A.
Asal Usul Salek Buta di Aceh
Pada zaman kejayaan Kerajaan Aceh, banyak ulama-ulama yang
berasal dari luar berdatangan ke Aceh dengan missi dakwah dan menyebarkan
paham-paham keagamaan. Pada masa Sulthan Alaiddin Mansur Syah datanglah dua orang ulama dari Makkah, yaitu Syaikh Abu
al-Khair, pengarang kitab Saif al-Qathi’ yang membahas masalah a’yan
tsabitah. Beliau ini mengajarkan orang Aceh ilmu fiqh. Seorang lagi bernama
Syaikh Muhammad Yamin, seorang yang alim ilmu Ushul. Kedua-duanya ini sering
terjadi perdebatan pembahasan mengenai a’yan
tsabitah, namun perdebatan keduanya tersebut tidak terselesaikan sehingga
kedua ulama tersebut kembali ke negeri asalnya.
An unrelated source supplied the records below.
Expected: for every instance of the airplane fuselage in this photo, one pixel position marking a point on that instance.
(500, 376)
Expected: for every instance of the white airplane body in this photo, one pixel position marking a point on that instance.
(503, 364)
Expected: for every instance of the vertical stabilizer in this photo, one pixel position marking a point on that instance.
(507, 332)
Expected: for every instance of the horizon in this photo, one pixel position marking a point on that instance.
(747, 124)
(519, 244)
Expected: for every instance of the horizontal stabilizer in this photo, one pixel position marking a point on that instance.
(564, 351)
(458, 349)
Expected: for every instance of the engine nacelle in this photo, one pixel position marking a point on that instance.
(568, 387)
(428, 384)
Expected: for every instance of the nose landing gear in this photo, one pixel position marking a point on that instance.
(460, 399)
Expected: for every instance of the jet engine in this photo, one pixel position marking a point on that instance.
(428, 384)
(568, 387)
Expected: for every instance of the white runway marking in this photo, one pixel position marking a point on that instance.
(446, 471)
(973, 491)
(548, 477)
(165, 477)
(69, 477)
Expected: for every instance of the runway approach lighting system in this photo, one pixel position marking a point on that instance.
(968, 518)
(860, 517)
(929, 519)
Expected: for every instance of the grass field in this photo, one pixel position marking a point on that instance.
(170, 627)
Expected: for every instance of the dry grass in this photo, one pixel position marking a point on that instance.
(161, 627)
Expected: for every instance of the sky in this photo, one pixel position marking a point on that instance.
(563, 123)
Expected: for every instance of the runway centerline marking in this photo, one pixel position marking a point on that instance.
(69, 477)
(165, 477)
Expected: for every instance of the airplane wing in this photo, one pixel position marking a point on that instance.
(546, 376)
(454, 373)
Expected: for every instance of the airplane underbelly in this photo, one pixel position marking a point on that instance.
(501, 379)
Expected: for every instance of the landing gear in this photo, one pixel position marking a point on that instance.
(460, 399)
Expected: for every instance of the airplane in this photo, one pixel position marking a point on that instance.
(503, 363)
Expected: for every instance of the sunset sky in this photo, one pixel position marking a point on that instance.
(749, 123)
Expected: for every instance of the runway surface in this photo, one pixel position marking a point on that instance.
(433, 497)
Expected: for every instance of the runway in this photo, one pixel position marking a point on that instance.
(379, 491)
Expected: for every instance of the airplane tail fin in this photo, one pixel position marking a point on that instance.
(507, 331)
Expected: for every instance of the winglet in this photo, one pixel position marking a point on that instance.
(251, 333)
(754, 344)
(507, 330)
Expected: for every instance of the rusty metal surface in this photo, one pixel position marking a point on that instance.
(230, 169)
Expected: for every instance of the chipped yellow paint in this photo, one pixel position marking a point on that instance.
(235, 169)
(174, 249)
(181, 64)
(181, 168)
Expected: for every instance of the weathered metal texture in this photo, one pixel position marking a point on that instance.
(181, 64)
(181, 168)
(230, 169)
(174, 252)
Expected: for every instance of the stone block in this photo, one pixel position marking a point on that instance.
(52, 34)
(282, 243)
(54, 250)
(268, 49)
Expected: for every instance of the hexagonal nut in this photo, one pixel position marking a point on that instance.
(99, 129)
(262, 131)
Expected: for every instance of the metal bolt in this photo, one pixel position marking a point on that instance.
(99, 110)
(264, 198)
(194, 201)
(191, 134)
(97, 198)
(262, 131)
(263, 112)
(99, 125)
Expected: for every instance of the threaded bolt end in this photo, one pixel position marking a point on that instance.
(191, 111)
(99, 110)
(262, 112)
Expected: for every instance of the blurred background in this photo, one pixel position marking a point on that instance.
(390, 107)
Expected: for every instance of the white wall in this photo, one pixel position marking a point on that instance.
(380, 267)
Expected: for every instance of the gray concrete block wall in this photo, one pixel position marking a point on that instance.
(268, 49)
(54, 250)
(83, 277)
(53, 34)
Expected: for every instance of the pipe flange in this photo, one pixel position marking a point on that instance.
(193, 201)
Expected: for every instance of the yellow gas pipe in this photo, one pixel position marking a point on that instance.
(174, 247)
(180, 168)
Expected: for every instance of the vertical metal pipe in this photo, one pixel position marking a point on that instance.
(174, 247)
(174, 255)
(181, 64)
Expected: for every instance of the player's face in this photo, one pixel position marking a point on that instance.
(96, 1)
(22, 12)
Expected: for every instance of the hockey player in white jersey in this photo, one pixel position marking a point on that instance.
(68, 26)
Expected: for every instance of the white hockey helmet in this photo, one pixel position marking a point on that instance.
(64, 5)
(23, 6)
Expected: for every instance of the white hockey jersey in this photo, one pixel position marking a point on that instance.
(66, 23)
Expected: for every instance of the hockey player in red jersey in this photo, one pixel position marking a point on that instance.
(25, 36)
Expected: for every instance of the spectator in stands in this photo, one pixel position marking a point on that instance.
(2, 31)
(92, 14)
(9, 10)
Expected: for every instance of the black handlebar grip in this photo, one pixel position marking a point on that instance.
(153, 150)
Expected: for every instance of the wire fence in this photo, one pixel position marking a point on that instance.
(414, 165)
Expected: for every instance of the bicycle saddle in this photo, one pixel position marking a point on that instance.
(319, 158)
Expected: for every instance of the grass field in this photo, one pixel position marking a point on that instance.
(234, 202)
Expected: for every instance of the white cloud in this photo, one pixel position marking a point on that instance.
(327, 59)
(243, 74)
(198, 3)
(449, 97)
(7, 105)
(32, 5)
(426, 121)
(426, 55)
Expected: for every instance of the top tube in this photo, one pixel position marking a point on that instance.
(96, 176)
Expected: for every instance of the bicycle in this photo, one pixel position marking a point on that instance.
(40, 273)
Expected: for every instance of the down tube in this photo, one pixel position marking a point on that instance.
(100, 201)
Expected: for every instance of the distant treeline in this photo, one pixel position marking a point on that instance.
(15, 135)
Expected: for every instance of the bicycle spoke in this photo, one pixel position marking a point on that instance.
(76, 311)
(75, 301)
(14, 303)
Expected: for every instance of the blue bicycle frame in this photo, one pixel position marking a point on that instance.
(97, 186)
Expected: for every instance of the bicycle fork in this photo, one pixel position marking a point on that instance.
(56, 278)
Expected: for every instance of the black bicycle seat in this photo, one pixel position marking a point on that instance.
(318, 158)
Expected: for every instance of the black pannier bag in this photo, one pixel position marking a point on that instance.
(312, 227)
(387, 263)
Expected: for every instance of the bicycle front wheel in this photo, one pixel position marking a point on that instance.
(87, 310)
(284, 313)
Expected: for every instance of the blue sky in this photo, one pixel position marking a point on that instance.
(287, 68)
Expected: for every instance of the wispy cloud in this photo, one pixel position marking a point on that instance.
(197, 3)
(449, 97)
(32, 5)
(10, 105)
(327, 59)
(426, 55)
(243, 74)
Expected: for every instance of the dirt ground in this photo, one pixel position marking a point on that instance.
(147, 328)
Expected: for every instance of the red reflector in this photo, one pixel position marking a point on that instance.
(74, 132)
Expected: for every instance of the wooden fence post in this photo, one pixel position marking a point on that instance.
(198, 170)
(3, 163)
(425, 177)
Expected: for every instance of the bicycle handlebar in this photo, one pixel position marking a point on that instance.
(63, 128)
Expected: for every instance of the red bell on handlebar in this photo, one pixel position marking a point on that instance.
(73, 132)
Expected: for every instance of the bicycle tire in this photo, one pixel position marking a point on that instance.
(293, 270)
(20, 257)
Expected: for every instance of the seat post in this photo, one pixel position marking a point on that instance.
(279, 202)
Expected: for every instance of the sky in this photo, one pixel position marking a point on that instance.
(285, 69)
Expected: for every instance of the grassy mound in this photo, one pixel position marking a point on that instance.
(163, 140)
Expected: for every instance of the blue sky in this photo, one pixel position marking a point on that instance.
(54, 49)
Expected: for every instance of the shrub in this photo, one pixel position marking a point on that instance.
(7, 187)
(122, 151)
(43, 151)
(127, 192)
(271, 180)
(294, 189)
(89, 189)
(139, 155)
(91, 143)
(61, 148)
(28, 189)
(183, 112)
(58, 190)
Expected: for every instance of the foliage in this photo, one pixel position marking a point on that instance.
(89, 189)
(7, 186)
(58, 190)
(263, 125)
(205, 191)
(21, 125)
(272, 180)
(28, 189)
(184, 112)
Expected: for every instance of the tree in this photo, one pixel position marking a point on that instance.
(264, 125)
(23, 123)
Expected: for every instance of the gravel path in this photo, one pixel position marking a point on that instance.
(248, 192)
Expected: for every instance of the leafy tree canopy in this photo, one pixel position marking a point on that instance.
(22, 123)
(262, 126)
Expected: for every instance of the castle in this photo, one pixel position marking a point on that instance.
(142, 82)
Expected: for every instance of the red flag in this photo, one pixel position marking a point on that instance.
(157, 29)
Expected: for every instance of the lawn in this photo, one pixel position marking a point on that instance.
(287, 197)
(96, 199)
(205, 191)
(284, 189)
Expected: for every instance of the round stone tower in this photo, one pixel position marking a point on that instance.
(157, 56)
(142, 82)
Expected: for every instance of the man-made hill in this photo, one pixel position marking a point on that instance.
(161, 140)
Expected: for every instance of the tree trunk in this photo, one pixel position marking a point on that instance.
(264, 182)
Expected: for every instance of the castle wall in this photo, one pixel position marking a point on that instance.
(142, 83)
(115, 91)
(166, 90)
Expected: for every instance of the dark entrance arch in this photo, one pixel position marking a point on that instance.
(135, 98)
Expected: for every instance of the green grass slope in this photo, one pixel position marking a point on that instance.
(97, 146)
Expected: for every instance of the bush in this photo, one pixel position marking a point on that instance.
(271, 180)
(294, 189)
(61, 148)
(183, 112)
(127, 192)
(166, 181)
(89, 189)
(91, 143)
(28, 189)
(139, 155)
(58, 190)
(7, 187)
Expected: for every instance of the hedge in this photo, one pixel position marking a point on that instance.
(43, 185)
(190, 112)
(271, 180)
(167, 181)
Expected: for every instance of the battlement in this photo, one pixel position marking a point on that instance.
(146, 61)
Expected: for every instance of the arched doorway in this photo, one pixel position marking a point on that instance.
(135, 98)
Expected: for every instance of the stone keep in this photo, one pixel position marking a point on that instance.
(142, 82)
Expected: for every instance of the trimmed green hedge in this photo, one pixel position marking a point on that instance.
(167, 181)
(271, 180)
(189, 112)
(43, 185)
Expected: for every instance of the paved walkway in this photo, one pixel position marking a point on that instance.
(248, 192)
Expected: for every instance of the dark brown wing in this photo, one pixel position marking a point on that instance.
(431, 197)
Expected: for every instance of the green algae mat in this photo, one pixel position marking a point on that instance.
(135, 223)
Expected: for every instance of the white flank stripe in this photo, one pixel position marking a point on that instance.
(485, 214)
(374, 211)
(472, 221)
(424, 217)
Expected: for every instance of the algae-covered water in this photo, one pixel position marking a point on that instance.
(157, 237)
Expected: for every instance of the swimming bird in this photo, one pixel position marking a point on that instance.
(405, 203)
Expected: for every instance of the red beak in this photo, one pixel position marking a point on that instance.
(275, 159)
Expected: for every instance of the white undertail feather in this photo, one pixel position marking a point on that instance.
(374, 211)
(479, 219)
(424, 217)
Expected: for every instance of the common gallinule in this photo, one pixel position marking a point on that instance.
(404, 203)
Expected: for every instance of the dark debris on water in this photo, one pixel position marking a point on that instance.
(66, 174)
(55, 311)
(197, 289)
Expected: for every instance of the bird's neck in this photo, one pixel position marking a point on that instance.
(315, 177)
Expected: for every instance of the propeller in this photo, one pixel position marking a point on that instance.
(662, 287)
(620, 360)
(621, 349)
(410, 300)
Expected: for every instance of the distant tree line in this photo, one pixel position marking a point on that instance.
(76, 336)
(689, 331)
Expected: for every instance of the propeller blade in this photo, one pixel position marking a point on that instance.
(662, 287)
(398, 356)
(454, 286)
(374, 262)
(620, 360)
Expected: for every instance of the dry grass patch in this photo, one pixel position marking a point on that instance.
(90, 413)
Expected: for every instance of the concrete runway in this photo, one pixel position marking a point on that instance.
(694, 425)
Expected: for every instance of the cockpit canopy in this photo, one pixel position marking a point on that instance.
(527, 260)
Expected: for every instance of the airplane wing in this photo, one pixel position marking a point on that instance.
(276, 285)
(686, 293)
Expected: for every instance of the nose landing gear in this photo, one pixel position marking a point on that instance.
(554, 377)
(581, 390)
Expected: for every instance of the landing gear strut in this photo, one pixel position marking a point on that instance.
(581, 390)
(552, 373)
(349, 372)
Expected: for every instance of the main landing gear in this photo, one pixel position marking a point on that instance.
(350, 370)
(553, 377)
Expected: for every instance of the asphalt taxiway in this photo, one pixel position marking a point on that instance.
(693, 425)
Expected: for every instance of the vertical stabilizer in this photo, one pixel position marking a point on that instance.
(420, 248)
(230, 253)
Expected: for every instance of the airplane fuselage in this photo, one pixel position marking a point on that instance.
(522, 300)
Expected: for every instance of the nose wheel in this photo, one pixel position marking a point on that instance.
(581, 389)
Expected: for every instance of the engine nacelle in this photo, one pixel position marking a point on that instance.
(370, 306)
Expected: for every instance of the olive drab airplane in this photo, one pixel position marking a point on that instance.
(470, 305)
Setelah beberapa lama kemudian
datanglah Syaikh Nuruddin al-Raniry dari Gujarat, India menyelesaikan
perdebatan kedua ulama di atas dengan menempatkan pembahasan a’yan tsabitah
tersebut pada pemahaman yang benar. Selain ketiga ulama di atas, kerajaan Aceh
banyak juga dikunjungi oleh ulama-ulama baik itu dari Arab maupun dari bukan
Arab, sehingga kemajuan ilmu agama di Aceh berkembang pesat. Namun penomena ini
tidaklah berlangsung lama. Seiring dengan perjalanan waktu, para ulama-ulama
tersebut banyak yang dipanggil Allah, seiring dengan itu pula ilmu-ilmu
Allahpun mulai berkurang di negeri Aceh, maka kebodohan dan kesesatanpun datang
secara beriringan. Sebagian dari keturunan atau murid mereka ada yang
mempusakai ilmu dari ulama-ulama tersebut melalui kitab yang ditinggalkannya,
lalu mencoba memberikan penjelasan kepada orang-orang yang datang kepadanya
meskipun dia tidak mengerti apa yang dibacanya, tetapi penjelasan tersebut
terus diberikan karena mengikuti hawa nafsunya, apalagi hal tersebut
kadang-kadang mendatangkan keuntungan pribadi bagi dirinya, baik dalam bentuk
kemuliaan ataupun dalam bentuk harta. Pemahaman yang pertama pada awalnya
merupakan suatu kebenaran, maka akibat hawa nafsu akan kemulian dan harta,
kemudian kebenaran itu sedikit demi sedikit berubah menjadi kesesatan, sehingga
muncullah apa yang disebut hari ini sebagai salek buta. Sebagian dari mereka
membawa muridnya kepada tempat yang sunyi lalu dibisikkannya segala i’tiqad
yang sesat dan diwasiatkan supaya tidak menceritakan kepada siapapun, bahkan
kepada ulama fiqh, karena ulama dhahir
itu adalah ulama syari’at. Setelah itu, diberikan kepada muridnya itu rabithah
yaitu isi cubek (alat penumbuk sirih di Aceh, pen.) yang telah dicampur dengan benda yang
memabukan atau air buah serban nabi
(delima) yang telah peras dengan benda yang memabukkan pula. Disaat mabuknya
itu, lalu sang guru memberikan wejangan-wejangan yang menyesatkan seperti
sebenar-benar tuhan adalah diri kita sendiri, nauzubillah min dzalik dan
lainnya. Maka dari ini, bermunculanlah ilmu sesat ini di mana-mana di negeri
Aceh ini. Demikian rangkuman dari penjelasan yang dikemukakan oleh Teungku Haji
Abdullah Ujong Rimba, seorang ulama Aceh yang hidup pada awal-awal kemerdekaan
Negara Republik Indonesia dalam kitab beliau yang ditulis dalam huruf Arab Jawi
dengan judul Pedoman Penulak Salek Buta.[1]
B.
Pengertian Salek Buta
Salek berasal dari perkataan “salik” dari Bahasa Arab, yang
berarti orang yang berjalan. Kemudian perkataan “salik” ini dalam Bahasa Aceh
sering diucapkan dengan “salek”. Dikalangan ahli sufi, salik ini diartikan
sebagai orang yang sedang berjalan atas beberapa maqam/martabat, yang membawa
mereka kepada keadaan mendekatkan diri kepada Allah Ta’ala seperti maqam
taubat, qanaah, zuhud, sabar, faqir, syukur, khauf, rija’, tawakal dan ridha
sehingga mereka sampai kepada apa yang disebut sebagai orang ‘arif.[2]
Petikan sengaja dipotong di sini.